De paus dankte Jordanië en vele andere landen voor hun bereidheid mensen op te vangen die op de vlucht waren en zijn voor oorlogsgeweld en voor IS in het Midden-Oosten. “Jullie verkondigen de verrijzenis van Christus door het delen van de pijn en de broederlijke hulp waarmee honderdduizenden vluchtelingen worden geholpen.”
Franciscus benadrukte in zijn brief echter ook dat de “publieke opinie” meer aandacht zou kunnen hebben voor het vluchtelingenprobleem en sneller zou kunnen helpen om de wereldwijde vervolging van christenen en andere religieuze minderheden te beëindigen. Hij riep de wereld opnieuw op “niet stil en inactief te blijven ten overstaan van zulke onacceptabele misdaden”. Zo ontvoerdde IS recent in Syrië opnieuw 230 mensen, waaronder tientallen christenen.

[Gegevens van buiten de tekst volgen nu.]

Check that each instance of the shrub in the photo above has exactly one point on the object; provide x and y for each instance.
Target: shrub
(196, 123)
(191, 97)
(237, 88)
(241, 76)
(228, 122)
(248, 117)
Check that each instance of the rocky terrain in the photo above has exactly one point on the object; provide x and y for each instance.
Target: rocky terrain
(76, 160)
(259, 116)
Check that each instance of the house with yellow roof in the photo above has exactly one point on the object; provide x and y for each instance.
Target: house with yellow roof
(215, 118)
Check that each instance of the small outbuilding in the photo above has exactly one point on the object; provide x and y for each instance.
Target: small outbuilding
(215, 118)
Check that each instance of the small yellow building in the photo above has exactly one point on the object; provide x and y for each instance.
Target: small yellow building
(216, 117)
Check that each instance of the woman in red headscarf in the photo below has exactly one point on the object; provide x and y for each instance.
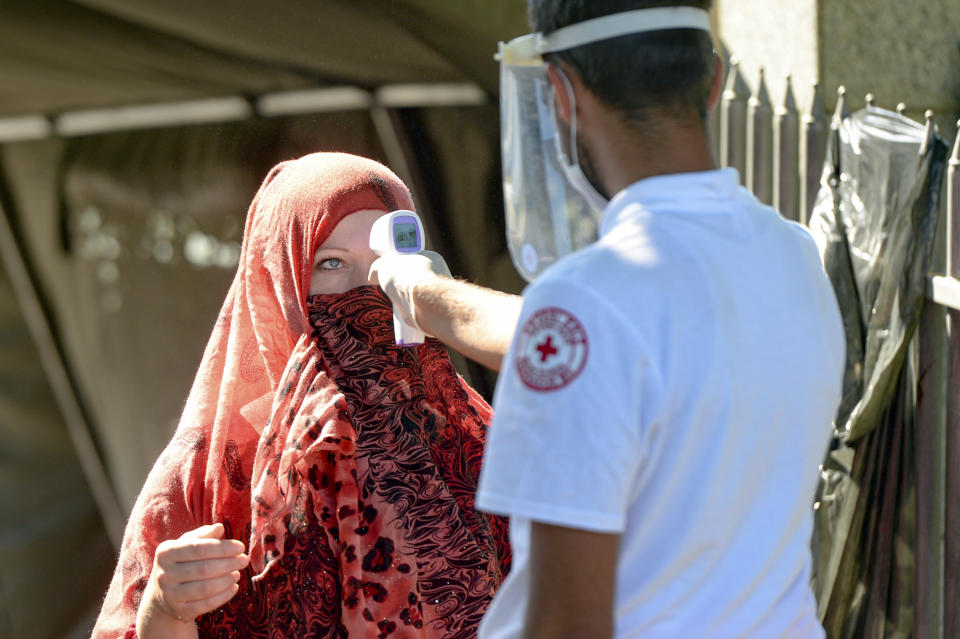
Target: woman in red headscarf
(347, 463)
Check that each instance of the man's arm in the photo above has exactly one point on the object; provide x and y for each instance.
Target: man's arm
(572, 579)
(476, 321)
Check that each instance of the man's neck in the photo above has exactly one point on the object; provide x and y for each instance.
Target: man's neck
(622, 157)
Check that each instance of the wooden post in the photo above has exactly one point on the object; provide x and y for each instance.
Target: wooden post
(813, 145)
(759, 142)
(951, 576)
(733, 116)
(786, 156)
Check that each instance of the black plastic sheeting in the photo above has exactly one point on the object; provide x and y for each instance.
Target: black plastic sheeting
(875, 221)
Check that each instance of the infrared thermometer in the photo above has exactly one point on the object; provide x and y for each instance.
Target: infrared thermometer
(399, 232)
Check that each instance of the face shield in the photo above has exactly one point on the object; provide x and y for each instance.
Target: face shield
(552, 209)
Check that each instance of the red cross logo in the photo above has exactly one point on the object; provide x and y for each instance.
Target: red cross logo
(546, 349)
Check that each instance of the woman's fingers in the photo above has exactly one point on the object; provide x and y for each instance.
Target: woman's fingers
(193, 609)
(197, 572)
(188, 595)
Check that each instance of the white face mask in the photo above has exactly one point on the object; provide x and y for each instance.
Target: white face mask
(568, 155)
(552, 209)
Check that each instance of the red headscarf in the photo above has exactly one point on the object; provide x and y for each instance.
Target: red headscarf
(204, 474)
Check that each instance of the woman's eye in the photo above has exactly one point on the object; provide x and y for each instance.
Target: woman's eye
(330, 264)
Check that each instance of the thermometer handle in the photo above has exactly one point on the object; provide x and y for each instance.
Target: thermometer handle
(406, 335)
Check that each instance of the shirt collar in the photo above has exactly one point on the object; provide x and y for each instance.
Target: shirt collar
(696, 192)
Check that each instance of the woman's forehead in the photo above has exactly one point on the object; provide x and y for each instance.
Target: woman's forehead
(353, 230)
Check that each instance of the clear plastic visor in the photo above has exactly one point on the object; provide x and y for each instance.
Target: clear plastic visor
(546, 218)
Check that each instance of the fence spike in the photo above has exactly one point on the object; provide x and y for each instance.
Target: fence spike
(817, 112)
(733, 119)
(955, 156)
(761, 97)
(786, 155)
(841, 111)
(789, 100)
(928, 132)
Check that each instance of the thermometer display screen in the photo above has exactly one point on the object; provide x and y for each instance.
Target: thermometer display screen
(405, 235)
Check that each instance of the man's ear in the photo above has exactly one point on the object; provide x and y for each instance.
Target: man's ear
(560, 89)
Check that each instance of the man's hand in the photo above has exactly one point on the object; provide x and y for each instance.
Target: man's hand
(572, 579)
(397, 275)
(193, 574)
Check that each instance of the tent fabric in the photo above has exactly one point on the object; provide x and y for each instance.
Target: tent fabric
(107, 221)
(53, 548)
(62, 54)
(875, 220)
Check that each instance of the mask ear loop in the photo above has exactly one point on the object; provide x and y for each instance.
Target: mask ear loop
(570, 163)
(568, 157)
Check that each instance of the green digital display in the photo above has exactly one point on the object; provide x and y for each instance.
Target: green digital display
(405, 235)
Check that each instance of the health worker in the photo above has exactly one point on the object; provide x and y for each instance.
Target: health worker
(676, 363)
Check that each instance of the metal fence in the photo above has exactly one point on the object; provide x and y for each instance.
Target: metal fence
(779, 152)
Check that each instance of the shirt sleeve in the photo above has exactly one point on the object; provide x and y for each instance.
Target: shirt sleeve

Gisteren omschreef de paus het terug de zee op sturen van bootvluchtelingen als “oorlog”, “geweld” en “vermoorden”. Hij deed dat in antwoord op een vraag van een Indonesische jongen over de Rohingya, een groep moslims die op de vlucht is voor geweld in Myanmar, maar overal worden geweigerd. De jongen stelde zijn vraag tijdens een ontmoeting met 1.500 leden van de Eucharistische Jongeren Beweging in het Vaticaan.